Lawyers for Baby Phoenix Castro’s father, facing felony child endangerment charges for her fentanyl overdose death two years ago, are asking the court to allow him to enter a mental health diversion program instead of face a jail sentence — a request prosecutors plan to vehemently fight.
David Castro, with a long history of drug use, has been in Santa Clara County jail awaiting trial since he was arrested in 2023. He had woken up on his living room couch to find his 3-month-old daughter, who had fallen asleep on his chest the night before, face down on the couch unresponsive and not breathing. Her pink-flowered onesie was covered in remnants of fentanyl.
“We’re extremely concerned that if David Castro is granted mental health diversion, that he’ll soon be out of custody and endangering the community with no accountability for causing the death of his child,” said Assistant District Attorney James Gibbons-Shapiro, who also chairs the county’s Child Abuse Prevention Council.
The diagnosis outlined in the defense filing — “adjustment disorder with mixed anxiety and depressed mood” — is not serious enough to consider dropping the charges, which defense lawyers are asking for if he successfully completes the program, he said.
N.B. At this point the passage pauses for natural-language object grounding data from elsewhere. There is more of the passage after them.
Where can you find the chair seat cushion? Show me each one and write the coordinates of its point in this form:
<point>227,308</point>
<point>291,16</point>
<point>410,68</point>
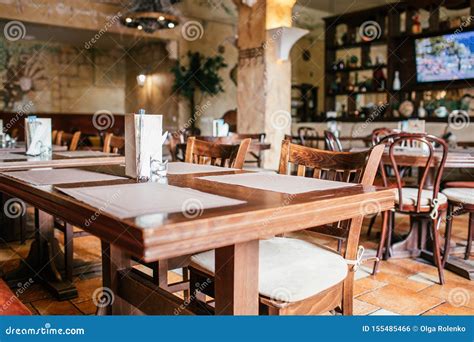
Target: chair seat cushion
<point>410,197</point>
<point>290,270</point>
<point>462,195</point>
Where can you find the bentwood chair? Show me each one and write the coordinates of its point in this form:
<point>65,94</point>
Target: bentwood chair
<point>200,152</point>
<point>332,142</point>
<point>460,201</point>
<point>306,279</point>
<point>424,202</point>
<point>217,154</point>
<point>113,144</point>
<point>68,139</point>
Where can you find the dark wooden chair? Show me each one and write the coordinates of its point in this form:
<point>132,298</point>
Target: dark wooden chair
<point>384,180</point>
<point>199,152</point>
<point>460,201</point>
<point>332,142</point>
<point>419,202</point>
<point>357,167</point>
<point>71,140</point>
<point>215,153</point>
<point>255,138</point>
<point>308,136</point>
<point>114,144</point>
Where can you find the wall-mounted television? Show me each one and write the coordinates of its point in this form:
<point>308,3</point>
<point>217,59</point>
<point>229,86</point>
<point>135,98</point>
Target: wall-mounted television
<point>445,58</point>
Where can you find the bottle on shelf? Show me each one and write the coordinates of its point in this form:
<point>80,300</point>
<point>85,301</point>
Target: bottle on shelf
<point>421,110</point>
<point>397,85</point>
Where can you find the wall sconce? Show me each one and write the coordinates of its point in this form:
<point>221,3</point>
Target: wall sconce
<point>141,79</point>
<point>284,38</point>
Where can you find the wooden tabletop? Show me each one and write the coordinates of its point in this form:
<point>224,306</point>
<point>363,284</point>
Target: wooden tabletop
<point>29,162</point>
<point>264,214</point>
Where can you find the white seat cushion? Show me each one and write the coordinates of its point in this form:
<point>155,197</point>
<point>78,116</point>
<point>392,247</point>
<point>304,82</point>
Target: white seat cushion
<point>462,195</point>
<point>290,270</point>
<point>410,197</point>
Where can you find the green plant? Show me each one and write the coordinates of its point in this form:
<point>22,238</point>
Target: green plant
<point>200,75</point>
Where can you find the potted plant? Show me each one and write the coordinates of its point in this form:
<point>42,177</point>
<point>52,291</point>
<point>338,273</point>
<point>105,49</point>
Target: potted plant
<point>200,75</point>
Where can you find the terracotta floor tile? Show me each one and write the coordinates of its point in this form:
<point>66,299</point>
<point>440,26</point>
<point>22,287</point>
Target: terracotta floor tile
<point>365,285</point>
<point>397,280</point>
<point>87,308</point>
<point>86,288</point>
<point>400,300</point>
<point>448,309</point>
<point>362,308</point>
<point>33,293</point>
<point>32,309</point>
<point>457,294</point>
<point>53,307</point>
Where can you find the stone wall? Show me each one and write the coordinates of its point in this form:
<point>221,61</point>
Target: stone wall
<point>58,78</point>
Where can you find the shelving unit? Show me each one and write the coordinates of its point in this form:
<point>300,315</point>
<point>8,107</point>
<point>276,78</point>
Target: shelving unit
<point>400,52</point>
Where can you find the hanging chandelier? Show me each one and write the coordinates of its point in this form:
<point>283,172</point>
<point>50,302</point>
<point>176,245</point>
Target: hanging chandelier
<point>151,15</point>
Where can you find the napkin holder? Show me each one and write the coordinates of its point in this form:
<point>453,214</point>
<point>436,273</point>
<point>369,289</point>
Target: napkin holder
<point>143,143</point>
<point>38,136</point>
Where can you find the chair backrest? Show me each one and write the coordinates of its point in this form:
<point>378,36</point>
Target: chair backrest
<point>380,133</point>
<point>434,162</point>
<point>259,137</point>
<point>69,139</point>
<point>174,140</point>
<point>309,136</point>
<point>332,142</point>
<point>355,167</point>
<point>215,153</point>
<point>114,144</point>
<point>352,167</point>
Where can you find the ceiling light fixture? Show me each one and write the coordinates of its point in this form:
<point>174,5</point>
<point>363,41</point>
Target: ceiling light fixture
<point>151,15</point>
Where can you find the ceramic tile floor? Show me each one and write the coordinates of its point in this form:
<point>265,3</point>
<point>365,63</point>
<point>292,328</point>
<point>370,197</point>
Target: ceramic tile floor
<point>402,287</point>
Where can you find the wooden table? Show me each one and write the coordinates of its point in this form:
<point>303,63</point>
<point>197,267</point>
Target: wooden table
<point>20,147</point>
<point>417,242</point>
<point>233,231</point>
<point>45,254</point>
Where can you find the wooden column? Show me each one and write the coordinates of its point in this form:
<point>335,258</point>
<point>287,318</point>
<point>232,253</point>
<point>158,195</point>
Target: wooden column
<point>264,83</point>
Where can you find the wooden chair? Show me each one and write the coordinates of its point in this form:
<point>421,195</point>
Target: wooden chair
<point>205,152</point>
<point>460,201</point>
<point>113,144</point>
<point>332,142</point>
<point>377,135</point>
<point>419,203</point>
<point>255,138</point>
<point>200,152</point>
<point>68,139</point>
<point>309,136</point>
<point>328,272</point>
<point>176,140</point>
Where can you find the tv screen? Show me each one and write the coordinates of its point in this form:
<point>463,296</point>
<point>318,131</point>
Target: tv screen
<point>445,58</point>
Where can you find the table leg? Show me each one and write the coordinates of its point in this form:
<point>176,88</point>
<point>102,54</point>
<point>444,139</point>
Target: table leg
<point>236,279</point>
<point>113,260</point>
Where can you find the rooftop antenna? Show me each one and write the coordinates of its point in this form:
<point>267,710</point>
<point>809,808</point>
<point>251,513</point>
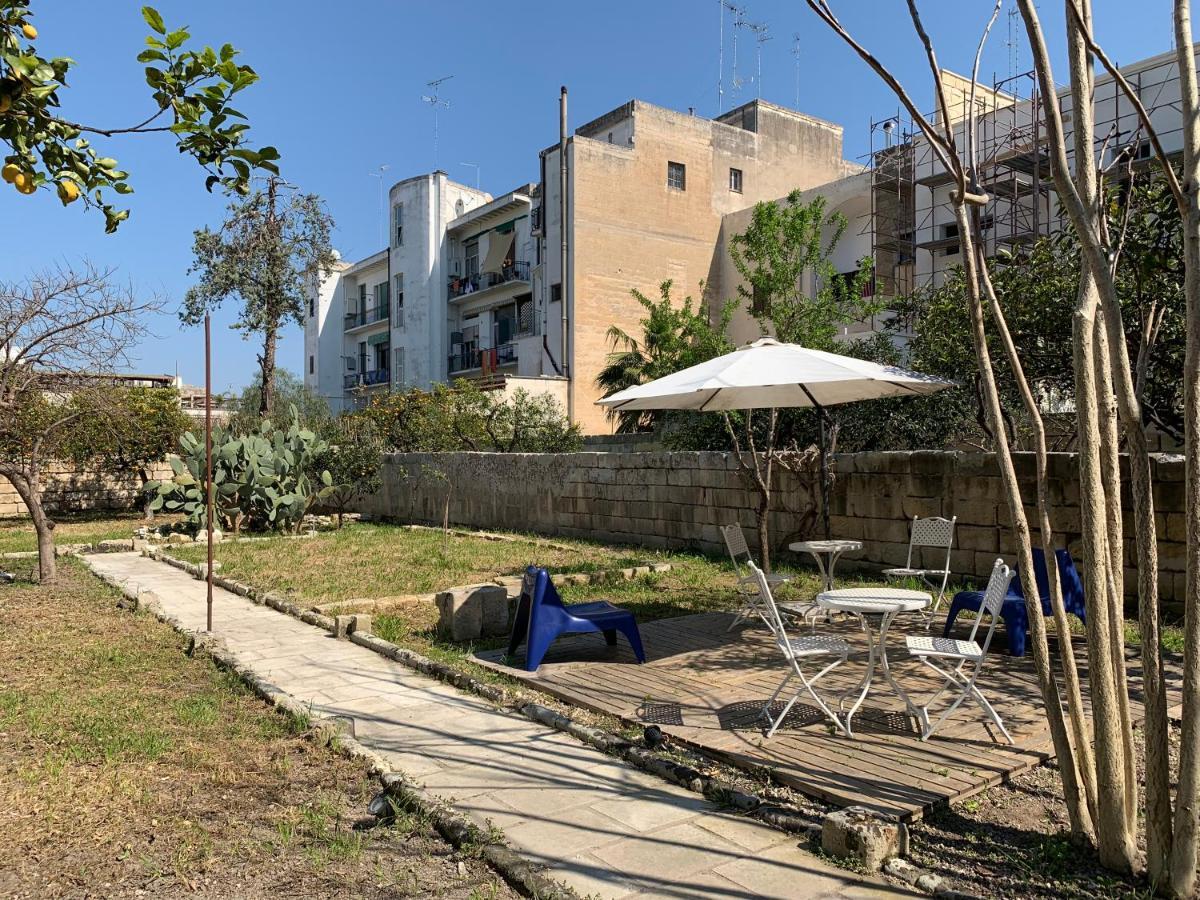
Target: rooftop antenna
<point>1011,41</point>
<point>473,166</point>
<point>435,101</point>
<point>720,57</point>
<point>760,39</point>
<point>383,204</point>
<point>739,21</point>
<point>796,53</point>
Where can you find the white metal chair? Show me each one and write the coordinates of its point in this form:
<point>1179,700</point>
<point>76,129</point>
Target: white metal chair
<point>796,651</point>
<point>929,532</point>
<point>748,585</point>
<point>949,658</point>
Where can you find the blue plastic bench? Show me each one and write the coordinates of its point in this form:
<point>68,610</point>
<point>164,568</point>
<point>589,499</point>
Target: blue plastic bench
<point>541,617</point>
<point>1014,613</point>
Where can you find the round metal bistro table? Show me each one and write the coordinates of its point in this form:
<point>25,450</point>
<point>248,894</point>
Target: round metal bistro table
<point>875,607</point>
<point>827,555</point>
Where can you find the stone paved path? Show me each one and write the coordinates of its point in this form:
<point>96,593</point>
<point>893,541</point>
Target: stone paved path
<point>599,826</point>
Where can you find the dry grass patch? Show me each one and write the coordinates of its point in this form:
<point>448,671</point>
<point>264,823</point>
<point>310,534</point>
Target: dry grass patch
<point>127,768</point>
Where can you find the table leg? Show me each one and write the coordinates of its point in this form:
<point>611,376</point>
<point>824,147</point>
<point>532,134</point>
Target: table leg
<point>887,669</point>
<point>865,684</point>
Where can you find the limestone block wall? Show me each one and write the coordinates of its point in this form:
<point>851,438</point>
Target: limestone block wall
<point>71,491</point>
<point>679,501</point>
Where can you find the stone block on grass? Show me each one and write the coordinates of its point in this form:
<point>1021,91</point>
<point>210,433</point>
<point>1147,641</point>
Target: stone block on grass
<point>463,612</point>
<point>858,833</point>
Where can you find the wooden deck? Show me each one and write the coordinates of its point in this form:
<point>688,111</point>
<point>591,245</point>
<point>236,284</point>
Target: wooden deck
<point>705,685</point>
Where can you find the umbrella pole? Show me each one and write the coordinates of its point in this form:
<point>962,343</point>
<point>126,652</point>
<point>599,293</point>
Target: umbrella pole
<point>825,473</point>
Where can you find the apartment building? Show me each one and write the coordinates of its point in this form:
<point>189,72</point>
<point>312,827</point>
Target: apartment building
<point>472,285</point>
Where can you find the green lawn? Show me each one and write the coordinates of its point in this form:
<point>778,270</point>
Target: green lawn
<point>129,769</point>
<point>17,534</point>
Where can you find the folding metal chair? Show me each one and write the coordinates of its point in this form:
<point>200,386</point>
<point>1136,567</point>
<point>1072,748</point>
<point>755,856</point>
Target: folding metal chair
<point>748,585</point>
<point>929,532</point>
<point>949,658</point>
<point>796,651</point>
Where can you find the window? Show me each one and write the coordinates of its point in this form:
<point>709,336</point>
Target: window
<point>397,365</point>
<point>472,263</point>
<point>677,175</point>
<point>757,300</point>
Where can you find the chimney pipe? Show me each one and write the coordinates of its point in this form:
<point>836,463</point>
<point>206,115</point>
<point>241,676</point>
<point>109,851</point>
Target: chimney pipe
<point>568,370</point>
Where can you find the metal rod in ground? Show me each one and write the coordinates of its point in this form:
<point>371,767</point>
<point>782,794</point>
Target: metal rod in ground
<point>208,456</point>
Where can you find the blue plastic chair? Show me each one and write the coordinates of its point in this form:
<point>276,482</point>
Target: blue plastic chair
<point>541,617</point>
<point>1015,616</point>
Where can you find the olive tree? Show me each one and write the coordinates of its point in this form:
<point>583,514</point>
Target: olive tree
<point>61,331</point>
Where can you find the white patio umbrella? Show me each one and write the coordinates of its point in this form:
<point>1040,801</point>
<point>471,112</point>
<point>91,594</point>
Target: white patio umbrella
<point>771,375</point>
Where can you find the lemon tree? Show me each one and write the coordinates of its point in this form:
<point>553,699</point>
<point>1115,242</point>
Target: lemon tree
<point>191,95</point>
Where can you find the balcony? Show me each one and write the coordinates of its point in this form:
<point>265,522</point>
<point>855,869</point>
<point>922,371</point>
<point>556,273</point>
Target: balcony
<point>483,281</point>
<point>486,360</point>
<point>364,317</point>
<point>366,379</point>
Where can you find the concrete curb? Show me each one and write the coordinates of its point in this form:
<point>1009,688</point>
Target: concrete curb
<point>522,874</point>
<point>715,790</point>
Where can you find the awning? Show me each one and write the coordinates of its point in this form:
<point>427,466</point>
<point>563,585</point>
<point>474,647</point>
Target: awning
<point>499,247</point>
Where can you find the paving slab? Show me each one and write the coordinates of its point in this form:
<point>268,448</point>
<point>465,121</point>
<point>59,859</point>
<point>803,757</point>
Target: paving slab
<point>598,826</point>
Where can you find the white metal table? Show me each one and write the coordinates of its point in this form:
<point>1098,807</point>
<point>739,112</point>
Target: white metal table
<point>821,550</point>
<point>874,605</point>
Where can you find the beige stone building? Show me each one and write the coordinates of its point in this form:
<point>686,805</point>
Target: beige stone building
<point>647,191</point>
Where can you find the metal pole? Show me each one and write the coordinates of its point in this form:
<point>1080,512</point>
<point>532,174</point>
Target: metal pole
<point>208,455</point>
<point>568,370</point>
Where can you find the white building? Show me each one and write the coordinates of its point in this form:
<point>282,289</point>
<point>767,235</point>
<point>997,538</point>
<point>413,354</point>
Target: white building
<point>449,298</point>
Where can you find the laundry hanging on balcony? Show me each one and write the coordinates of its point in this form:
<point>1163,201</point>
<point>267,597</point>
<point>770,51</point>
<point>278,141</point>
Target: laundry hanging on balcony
<point>499,250</point>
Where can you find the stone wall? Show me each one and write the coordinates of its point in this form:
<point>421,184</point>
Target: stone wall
<point>71,491</point>
<point>681,499</point>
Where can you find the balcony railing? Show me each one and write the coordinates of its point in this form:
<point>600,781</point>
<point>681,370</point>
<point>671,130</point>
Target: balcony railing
<point>366,379</point>
<point>487,359</point>
<point>483,281</point>
<point>365,317</point>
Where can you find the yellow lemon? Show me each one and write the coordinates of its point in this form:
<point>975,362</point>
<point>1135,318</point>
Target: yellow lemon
<point>69,191</point>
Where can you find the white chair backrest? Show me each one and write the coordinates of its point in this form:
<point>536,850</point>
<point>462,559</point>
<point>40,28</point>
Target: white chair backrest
<point>993,600</point>
<point>774,619</point>
<point>931,532</point>
<point>736,543</point>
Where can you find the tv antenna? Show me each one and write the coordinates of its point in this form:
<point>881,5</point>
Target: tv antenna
<point>739,21</point>
<point>760,39</point>
<point>435,101</point>
<point>796,53</point>
<point>383,203</point>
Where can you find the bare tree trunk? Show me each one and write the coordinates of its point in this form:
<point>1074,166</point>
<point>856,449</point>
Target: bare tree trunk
<point>1073,792</point>
<point>1114,589</point>
<point>1183,851</point>
<point>1084,761</point>
<point>267,366</point>
<point>24,480</point>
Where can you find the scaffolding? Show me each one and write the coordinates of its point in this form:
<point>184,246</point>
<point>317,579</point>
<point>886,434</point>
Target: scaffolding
<point>892,205</point>
<point>915,237</point>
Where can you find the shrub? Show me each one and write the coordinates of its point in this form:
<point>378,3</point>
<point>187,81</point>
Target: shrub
<point>262,481</point>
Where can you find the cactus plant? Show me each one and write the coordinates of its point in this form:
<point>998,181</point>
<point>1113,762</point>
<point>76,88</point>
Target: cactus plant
<point>265,480</point>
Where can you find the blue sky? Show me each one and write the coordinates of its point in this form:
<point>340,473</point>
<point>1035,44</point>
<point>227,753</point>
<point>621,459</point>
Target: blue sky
<point>341,95</point>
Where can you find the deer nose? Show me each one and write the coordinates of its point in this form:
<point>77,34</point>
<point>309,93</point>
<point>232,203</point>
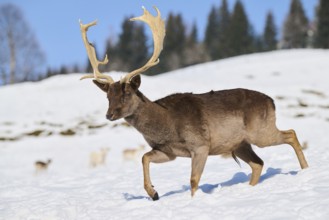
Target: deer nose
<point>110,116</point>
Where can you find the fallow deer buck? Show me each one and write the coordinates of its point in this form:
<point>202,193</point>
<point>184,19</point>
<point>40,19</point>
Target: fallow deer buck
<point>223,122</point>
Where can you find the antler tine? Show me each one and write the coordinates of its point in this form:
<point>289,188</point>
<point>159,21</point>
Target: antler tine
<point>92,56</point>
<point>157,26</point>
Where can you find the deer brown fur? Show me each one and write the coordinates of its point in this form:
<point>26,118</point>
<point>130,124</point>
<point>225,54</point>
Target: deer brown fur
<point>191,125</point>
<point>223,122</point>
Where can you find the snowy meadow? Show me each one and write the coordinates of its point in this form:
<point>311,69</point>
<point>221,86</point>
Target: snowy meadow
<point>63,119</point>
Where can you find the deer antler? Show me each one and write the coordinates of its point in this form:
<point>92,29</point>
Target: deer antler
<point>157,26</point>
<point>92,57</point>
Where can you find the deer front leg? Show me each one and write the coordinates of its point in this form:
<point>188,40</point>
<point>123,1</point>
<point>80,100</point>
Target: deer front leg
<point>198,162</point>
<point>154,156</point>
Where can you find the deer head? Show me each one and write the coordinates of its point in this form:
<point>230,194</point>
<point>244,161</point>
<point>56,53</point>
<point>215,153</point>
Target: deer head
<point>123,95</point>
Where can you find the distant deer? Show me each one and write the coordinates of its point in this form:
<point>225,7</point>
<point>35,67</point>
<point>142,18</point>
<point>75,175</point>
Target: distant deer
<point>98,157</point>
<point>41,166</point>
<point>132,154</point>
<point>223,122</point>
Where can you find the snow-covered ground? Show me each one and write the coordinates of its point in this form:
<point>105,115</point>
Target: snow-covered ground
<point>63,119</point>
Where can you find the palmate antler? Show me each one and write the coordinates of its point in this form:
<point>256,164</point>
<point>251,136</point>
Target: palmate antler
<point>157,26</point>
<point>92,56</point>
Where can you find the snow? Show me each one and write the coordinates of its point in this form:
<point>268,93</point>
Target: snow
<point>63,119</point>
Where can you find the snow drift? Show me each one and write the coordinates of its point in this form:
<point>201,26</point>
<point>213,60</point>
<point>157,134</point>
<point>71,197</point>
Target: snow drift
<point>63,119</point>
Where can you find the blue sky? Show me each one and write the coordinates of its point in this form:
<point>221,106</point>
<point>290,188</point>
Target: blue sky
<point>56,26</point>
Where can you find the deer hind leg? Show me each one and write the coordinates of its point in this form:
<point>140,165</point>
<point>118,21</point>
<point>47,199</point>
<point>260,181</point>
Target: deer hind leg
<point>198,163</point>
<point>290,137</point>
<point>154,156</point>
<point>274,136</point>
<point>245,153</point>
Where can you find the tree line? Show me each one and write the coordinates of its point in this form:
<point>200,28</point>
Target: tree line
<point>228,33</point>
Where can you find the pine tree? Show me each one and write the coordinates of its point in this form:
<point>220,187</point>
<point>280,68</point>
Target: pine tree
<point>295,27</point>
<point>172,56</point>
<point>269,35</point>
<point>211,35</point>
<point>240,34</point>
<point>223,49</point>
<point>322,35</point>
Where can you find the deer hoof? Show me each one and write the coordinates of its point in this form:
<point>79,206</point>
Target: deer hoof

And it’s not an excuse for Castro to turn to illegal drugs instead of doctor-prescribed medications, either, he added.
“You have to take several very big leaps to link this kind of a diagnosis to something that would be a significant factor in causing the death of a child,” Gibbons-Shapiro said. “We just don’t accept that someone who’s caused the death of a child in this way by his actions should not be held responsible.”
The May 2023 death of baby Phoenix — and the investigation by the Bay Area News Group that followed — forced a reckoning at the county’s child welfare agency that had released the infant from the hospital into the hands of her drug abusing father despite dire warnings from social worker Matthew Kraft that she could die in his care. Her two older siblings had been taken away from the parents already because of severe neglect, Kraft told superiors, and neither Castro nor his wife had followed through on parenting and drug treatment programs to get their children back.
Earlier this month, at a Child Abuse Prevention Council symposium in Campbell, Gibbon-Shapiro presented Kraft with a “child protector of the year” award.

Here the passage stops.